Following Russia’s departure from the Lunar Gateway, NASA has found a new partner in the United Arab Emirates
Following Russia’s departure from the Lunar Gateway, NASA has found a new partner in the United Arab Emirates
NASA/Alberto Bertolin
Relations between NASA and Russia’s state space corporation were quite strong five years ago when the two sides signed a joint statement who spoke about the partnership for the development of a space station in orbit around the Moon, called Lunar Gateway. At the time, Russia’s Roscosmos was expected to provide an airlock for the facility.
A lot has happened in the five years since then, of course. In 2020, as NASA began to more concretely formulate its plans for lunar exploration under the Artemis program, Russia began to move away.
“In our opinion, the lunar gateway in its current form is too US-centric, so to speak,” said then-director general of Roscosmos, Dmitry Rogozin. “Russia is likely to refrain from participating on a large scale.” At the time, Rogozin also expressed disdain for the NASA-created “Artemis Accords,” which established a set of principles to guide cooperation among nations involved in the agency’s century-long plans for lunar exploration. 21st
By the time Russia invaded Ukraine in 2022, the country had already moved toward working with China on an “International Lunar Research Station.” This is a parallel effort to NASA’s Artemis program, which invites countries to join China and Russia in cooperating in lunar exploration.
As Russia walked away from NASA, nearly two dozen countries have signed multilateral agreements to join NASA’s Artemis agreements. one of the founding member countries, the United Arab Emirates, is looking to take its involvement further. On Tuesday, The National has reported that the UAE is in talks with NASA to provide an airlock for the Lunar Gateway. The small Middle Eastern nation has been working with Boeing on designs.
Separately, a source confirmed to Ars that the UAE has been talking to NASA for about a year to provide an airlock for the Gateway. The first elements of this small station, which will fly in a halo orbit around the Moon, are likely to be launched on a Falcon Heavy rocket in late 2024 or 2025. Humans will not live in the Gateway continuously, as is the case with the International Space Station, but to inhabit it periodically. An airlock would facilitate spacewalks.
The Islamic nation, which is smaller than the US state of Maine, has a population of about 9 million people. However, he has expressed an inordinate interest in space exploration. In June 2020, through a partnership with the University of Colorado Boulder, the United Arab Emirates space program sent the “Hope” probe to Mars to study the red planet’s atmosphere. UAE officials said the aim of this program was to inspire its younger generation to pursue science, technology, engineering and medicine. At that time, only Russia, the United States, the European Union and India had successfully put a spacecraft into orbit around Mars.

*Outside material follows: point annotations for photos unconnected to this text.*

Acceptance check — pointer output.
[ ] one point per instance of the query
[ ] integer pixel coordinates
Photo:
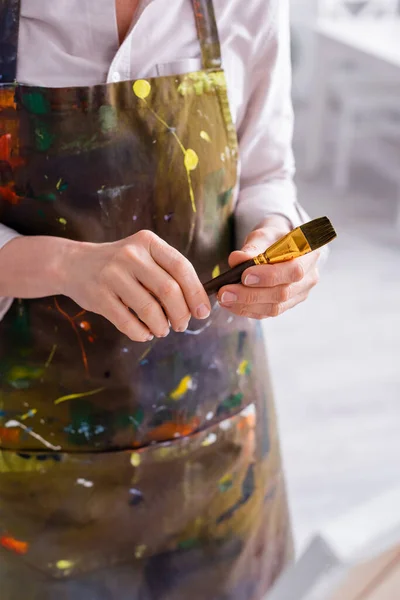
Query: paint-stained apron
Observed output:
(131, 471)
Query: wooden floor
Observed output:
(336, 359)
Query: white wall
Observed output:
(303, 17)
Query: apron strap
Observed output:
(9, 27)
(208, 33)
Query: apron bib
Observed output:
(127, 470)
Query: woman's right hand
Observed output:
(142, 273)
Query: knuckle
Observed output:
(243, 311)
(128, 252)
(145, 236)
(169, 288)
(181, 266)
(298, 272)
(252, 297)
(284, 294)
(316, 278)
(275, 310)
(147, 311)
(272, 279)
(124, 325)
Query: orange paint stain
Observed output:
(15, 545)
(169, 431)
(8, 194)
(10, 434)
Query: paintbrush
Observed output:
(300, 241)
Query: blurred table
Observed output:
(371, 44)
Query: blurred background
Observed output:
(340, 408)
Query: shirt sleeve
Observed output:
(265, 133)
(6, 235)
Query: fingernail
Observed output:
(203, 311)
(182, 328)
(228, 298)
(252, 280)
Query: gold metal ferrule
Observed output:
(293, 245)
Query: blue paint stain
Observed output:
(135, 497)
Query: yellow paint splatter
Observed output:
(74, 396)
(184, 385)
(30, 413)
(210, 439)
(136, 459)
(243, 368)
(204, 136)
(191, 159)
(52, 353)
(142, 88)
(64, 565)
(216, 272)
(140, 550)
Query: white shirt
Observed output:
(75, 42)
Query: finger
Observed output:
(284, 273)
(114, 311)
(265, 311)
(182, 271)
(169, 293)
(242, 294)
(136, 297)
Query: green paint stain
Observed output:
(43, 137)
(231, 403)
(21, 377)
(224, 198)
(36, 103)
(225, 484)
(108, 119)
(137, 418)
(20, 330)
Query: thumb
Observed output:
(256, 243)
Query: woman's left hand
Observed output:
(269, 290)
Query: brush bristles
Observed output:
(318, 232)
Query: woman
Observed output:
(139, 452)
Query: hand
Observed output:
(142, 273)
(269, 290)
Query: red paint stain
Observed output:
(5, 147)
(10, 434)
(198, 9)
(15, 545)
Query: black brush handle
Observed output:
(228, 278)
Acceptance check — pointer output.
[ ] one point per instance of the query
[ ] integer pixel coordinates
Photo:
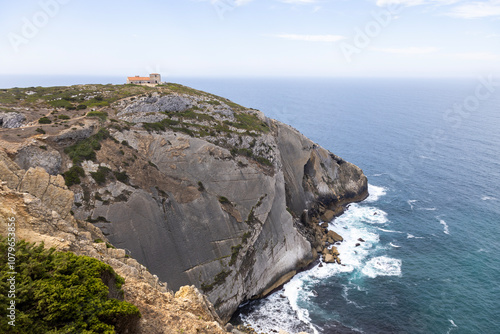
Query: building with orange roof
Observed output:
(153, 79)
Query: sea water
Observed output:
(429, 259)
(429, 262)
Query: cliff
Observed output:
(196, 188)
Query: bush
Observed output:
(44, 120)
(85, 150)
(224, 200)
(60, 292)
(72, 176)
(101, 175)
(121, 176)
(101, 114)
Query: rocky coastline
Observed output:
(197, 189)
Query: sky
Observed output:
(251, 38)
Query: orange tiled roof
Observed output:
(139, 78)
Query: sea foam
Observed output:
(375, 193)
(382, 266)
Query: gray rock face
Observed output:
(169, 103)
(34, 156)
(11, 120)
(223, 225)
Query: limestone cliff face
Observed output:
(202, 191)
(42, 215)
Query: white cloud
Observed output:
(230, 3)
(476, 10)
(298, 2)
(408, 51)
(311, 38)
(408, 3)
(480, 56)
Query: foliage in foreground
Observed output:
(60, 292)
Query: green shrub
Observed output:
(60, 292)
(72, 176)
(101, 175)
(235, 250)
(85, 150)
(101, 114)
(224, 200)
(201, 187)
(44, 120)
(245, 237)
(60, 104)
(121, 176)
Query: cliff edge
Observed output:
(196, 188)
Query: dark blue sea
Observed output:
(430, 260)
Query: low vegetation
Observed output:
(60, 292)
(72, 175)
(85, 149)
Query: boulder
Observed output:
(335, 236)
(329, 258)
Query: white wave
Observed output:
(375, 193)
(382, 266)
(446, 229)
(359, 213)
(388, 231)
(280, 311)
(411, 236)
(428, 209)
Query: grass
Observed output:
(249, 122)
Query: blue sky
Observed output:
(258, 38)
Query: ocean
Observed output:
(428, 253)
(430, 148)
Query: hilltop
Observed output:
(196, 188)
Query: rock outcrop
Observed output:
(198, 189)
(43, 216)
(11, 120)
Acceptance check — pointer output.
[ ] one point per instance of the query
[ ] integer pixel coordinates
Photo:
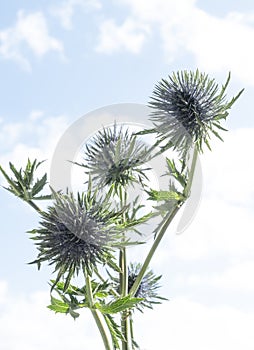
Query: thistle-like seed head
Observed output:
(148, 287)
(115, 157)
(187, 108)
(75, 234)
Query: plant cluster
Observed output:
(87, 235)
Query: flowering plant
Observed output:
(87, 235)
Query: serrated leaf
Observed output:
(119, 305)
(115, 332)
(38, 186)
(164, 195)
(58, 305)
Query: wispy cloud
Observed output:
(216, 43)
(30, 31)
(66, 10)
(129, 36)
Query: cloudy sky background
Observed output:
(61, 59)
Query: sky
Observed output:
(60, 60)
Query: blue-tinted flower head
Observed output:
(75, 234)
(115, 156)
(188, 107)
(148, 289)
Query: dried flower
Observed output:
(115, 157)
(148, 287)
(76, 234)
(188, 107)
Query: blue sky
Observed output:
(62, 59)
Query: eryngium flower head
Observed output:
(188, 107)
(75, 234)
(148, 287)
(114, 157)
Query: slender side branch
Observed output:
(97, 315)
(169, 218)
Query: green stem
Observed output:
(33, 205)
(125, 321)
(124, 291)
(97, 315)
(112, 291)
(170, 216)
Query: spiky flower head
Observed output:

Last weekend, the United Arab Emirates participated in its first moon launch. His little lunar explorer Rashid was a passenger aboard the Landing Hakuto-R, which was commercially developed by the Japanese company ispace. This mission was successfully launched on a Falcon 9 rocket and is expected to land on the Moon early next year.

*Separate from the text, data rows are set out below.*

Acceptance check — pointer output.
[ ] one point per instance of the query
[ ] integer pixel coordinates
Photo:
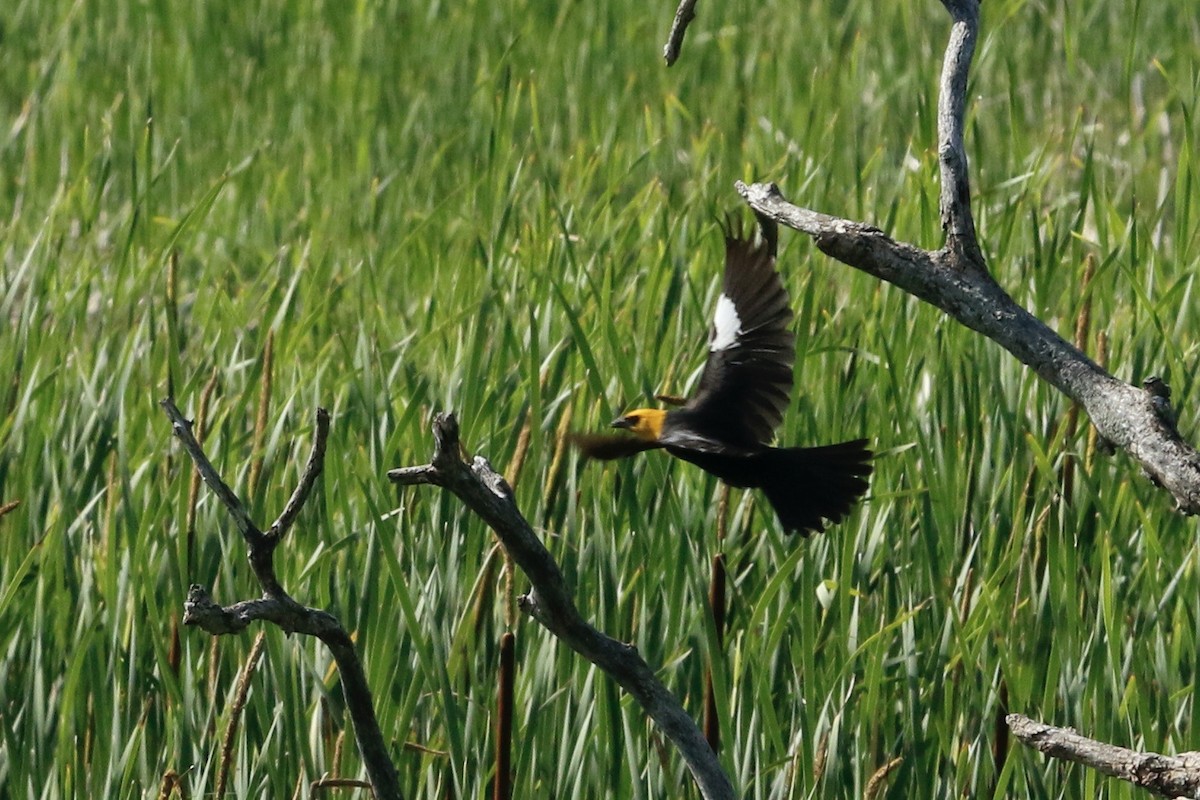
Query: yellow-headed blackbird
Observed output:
(744, 390)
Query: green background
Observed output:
(508, 209)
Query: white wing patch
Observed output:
(727, 325)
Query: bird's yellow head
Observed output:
(646, 423)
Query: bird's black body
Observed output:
(745, 388)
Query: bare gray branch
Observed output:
(279, 608)
(955, 280)
(550, 602)
(684, 14)
(1170, 776)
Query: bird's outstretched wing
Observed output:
(747, 383)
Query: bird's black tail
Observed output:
(808, 486)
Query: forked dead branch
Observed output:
(485, 492)
(955, 278)
(276, 606)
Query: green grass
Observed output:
(507, 209)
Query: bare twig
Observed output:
(955, 280)
(550, 602)
(684, 14)
(277, 607)
(1170, 776)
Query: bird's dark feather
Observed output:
(747, 386)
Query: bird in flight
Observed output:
(727, 426)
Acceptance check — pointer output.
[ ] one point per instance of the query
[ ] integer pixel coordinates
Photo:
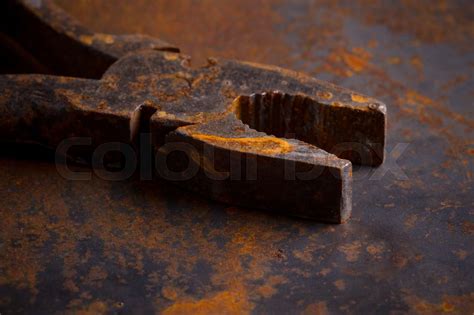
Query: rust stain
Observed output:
(96, 307)
(462, 254)
(265, 145)
(318, 308)
(340, 284)
(226, 302)
(351, 250)
(375, 249)
(410, 221)
(359, 98)
(463, 304)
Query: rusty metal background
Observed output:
(135, 247)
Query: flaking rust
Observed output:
(242, 133)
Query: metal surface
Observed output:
(140, 246)
(200, 113)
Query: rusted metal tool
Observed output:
(238, 132)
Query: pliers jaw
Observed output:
(238, 132)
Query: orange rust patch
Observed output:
(351, 250)
(225, 302)
(340, 284)
(375, 249)
(106, 38)
(169, 293)
(359, 98)
(97, 307)
(463, 304)
(264, 145)
(324, 94)
(318, 308)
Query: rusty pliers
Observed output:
(238, 132)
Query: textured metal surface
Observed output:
(103, 246)
(196, 115)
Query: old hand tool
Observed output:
(238, 132)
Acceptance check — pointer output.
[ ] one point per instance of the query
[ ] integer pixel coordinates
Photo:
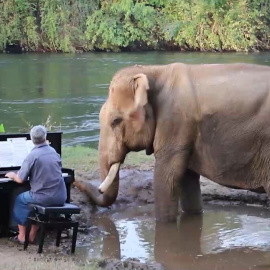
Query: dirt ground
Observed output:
(136, 188)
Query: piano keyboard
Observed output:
(5, 179)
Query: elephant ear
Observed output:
(137, 115)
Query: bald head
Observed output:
(38, 134)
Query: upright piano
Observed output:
(10, 189)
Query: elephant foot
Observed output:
(190, 193)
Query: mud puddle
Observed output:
(224, 237)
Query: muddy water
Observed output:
(72, 87)
(224, 237)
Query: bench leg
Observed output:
(58, 237)
(27, 232)
(42, 237)
(74, 237)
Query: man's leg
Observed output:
(33, 233)
(21, 212)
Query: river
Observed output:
(69, 89)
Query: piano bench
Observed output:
(57, 217)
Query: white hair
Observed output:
(38, 134)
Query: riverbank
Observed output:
(136, 189)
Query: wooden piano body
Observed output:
(10, 189)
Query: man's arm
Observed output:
(15, 177)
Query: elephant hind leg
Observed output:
(190, 193)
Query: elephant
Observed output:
(211, 120)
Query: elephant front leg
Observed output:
(190, 193)
(169, 169)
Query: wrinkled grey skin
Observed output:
(210, 120)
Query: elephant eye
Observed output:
(116, 122)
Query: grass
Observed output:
(83, 158)
(48, 263)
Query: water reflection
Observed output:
(71, 88)
(222, 238)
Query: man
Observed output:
(42, 168)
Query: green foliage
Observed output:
(123, 23)
(69, 25)
(217, 25)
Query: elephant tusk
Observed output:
(110, 177)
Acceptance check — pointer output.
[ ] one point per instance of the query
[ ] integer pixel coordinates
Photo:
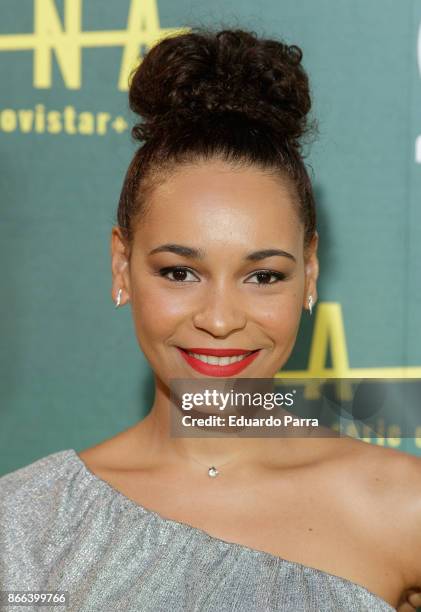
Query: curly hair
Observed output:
(227, 95)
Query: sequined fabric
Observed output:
(63, 528)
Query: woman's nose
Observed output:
(220, 313)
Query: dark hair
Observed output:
(226, 94)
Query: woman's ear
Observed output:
(119, 266)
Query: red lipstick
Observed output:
(209, 369)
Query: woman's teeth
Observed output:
(218, 360)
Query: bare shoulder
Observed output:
(390, 483)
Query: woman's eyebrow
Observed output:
(194, 253)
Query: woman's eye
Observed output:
(179, 274)
(263, 277)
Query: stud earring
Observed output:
(118, 300)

The country also has a small corps of astronauts. In 2019, Hazza Al Mansouri flew to the International Space Station on a Soyuz rocket for eight days as a visiting astronaut. Next February, Sultan Al Neyadi is scheduled to join the Crew-6 mission, where he will spend about six months aboard the space station. His seat was mediated by Axiom Space. Other UAE astronauts are training in Houston for future space missions.
Through its partnership in the Artemis agreements, the UAE is positioning itself to send an astronaut to the Lunar Gate later this decade, and perhaps to the surface of the Moon in the 2030s.